The Long View: Bill Gates is gone and the dot-com era is over: It’s only the end of the beginning
AS FACEBOOK turns ten, and with Bill Gates stepping down as Microsoft chairman, it feels like something is drawing to an end. But if so, it is only the end of the technological revolution’s beginning.
It is extraordinary to look back now and think how visionary both Gates and Facebook’s Mark Zuckerberg were: Gates saw the possibility of a computer on every desk, in every home, at a time when they were nothing but a specialised, geeky hobby. Zuckerberg recognised that his site, which seemed to be little more than a way for a select group of graduates to stay in touch, could expand into a platform that re-engineered social sharing for the whole world.
But it is even more remarkable how, even as these visions mature, the world of tech is not quietening down. If anything, its creative ferment seems more furious than ever. This week, to little fanfare, a huge shakeup of the web’s naming conventions began, with site domains like soccer.guru coming online. A mere curiosity today, by the end of the year there will be hundreds of these new domains, several in non-Latin alphabets. The dot-com age is over, a sign that something entirely new, potentially even more exciting, is being born.
Try to look ahead ten years from now and the future is dark. Not because it is bleak, but because the sheer profusion of potential is blinding. Smartphones are set to outnumber PCs within months. After just a few more years, there are likely to be 3bn in use across the planet. In ten years, who knows – wearables? smart contact lenses? implants?

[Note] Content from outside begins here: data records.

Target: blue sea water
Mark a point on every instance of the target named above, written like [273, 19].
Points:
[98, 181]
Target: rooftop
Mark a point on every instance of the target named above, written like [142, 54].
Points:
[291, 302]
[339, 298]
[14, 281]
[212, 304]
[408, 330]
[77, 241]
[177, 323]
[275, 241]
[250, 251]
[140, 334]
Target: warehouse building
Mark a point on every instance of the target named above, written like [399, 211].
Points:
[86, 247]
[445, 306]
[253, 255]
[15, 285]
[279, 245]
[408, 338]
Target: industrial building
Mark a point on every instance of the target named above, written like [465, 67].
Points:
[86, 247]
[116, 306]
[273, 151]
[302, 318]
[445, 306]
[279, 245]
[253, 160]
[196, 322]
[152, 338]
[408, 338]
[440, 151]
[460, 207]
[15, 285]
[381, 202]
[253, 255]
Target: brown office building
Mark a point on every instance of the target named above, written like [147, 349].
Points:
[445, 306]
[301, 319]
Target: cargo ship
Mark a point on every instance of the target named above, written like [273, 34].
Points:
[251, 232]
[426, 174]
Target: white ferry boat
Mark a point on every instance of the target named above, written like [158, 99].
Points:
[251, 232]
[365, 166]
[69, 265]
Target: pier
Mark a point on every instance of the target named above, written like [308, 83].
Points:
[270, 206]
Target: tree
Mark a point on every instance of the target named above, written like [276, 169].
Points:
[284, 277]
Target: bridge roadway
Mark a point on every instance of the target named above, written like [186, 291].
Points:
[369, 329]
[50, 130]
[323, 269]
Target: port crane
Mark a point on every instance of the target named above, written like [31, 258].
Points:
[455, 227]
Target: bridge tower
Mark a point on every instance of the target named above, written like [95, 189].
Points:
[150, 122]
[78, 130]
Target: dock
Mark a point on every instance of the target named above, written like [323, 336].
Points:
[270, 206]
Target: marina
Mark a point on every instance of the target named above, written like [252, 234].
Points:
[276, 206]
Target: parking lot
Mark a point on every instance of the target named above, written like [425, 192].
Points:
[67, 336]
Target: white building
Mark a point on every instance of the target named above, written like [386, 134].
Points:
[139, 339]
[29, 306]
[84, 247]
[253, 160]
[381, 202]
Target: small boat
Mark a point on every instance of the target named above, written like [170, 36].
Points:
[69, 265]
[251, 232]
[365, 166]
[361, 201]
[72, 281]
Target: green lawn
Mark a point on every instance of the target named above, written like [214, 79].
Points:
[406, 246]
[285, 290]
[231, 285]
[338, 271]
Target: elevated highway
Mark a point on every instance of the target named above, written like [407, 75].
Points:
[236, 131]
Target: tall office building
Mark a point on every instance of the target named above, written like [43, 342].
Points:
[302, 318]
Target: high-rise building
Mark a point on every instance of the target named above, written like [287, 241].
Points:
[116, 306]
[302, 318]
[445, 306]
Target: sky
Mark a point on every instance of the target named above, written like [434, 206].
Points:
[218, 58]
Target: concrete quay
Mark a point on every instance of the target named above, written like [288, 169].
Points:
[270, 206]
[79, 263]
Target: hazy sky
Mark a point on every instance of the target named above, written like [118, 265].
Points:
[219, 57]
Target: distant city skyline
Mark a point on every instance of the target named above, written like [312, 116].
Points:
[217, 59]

And that’s just the start. The internet of things is projected to be a $300bn (£183bn) industry by 2020. Bitcoin may yet prove itself the internet of money. Elon Musk of Tesla Motors said this week that, in 10 years, he hopes to be completing a rocket capable of launching a colonisation mission to Mars.
Back in 1999, digital guru Kevin Kelly wrote New Rules for the New Economy. It was somewhat buried in the rubble of the crash the following year. But Kelly’s argument was not about the potential of some shaky dot-com business models, and he didn’t make the mistake of thinking Microsoft was the template for what all companies would become. Rather, he said that decentralised networks were the new driving force of the economy.
Today, that seems undeniable. As we devise richer and better forms of personal connection, we discover not only the exponential acceleration such networks can achieve, but the way enlarged networks open up new ground on which ever more links can be built. We are just beginning to wake up to all the ways human beings can work together.
Jeff Bezos has said Amazon’s strategy is based on knowing that in ten years its customers will still want low prices. In ten years, human nature will still want to connect and create. So long as we can keep the opportunities to do so open, even greater achievements lie ahead.
Marc Sidwell is managing editor of City A.M.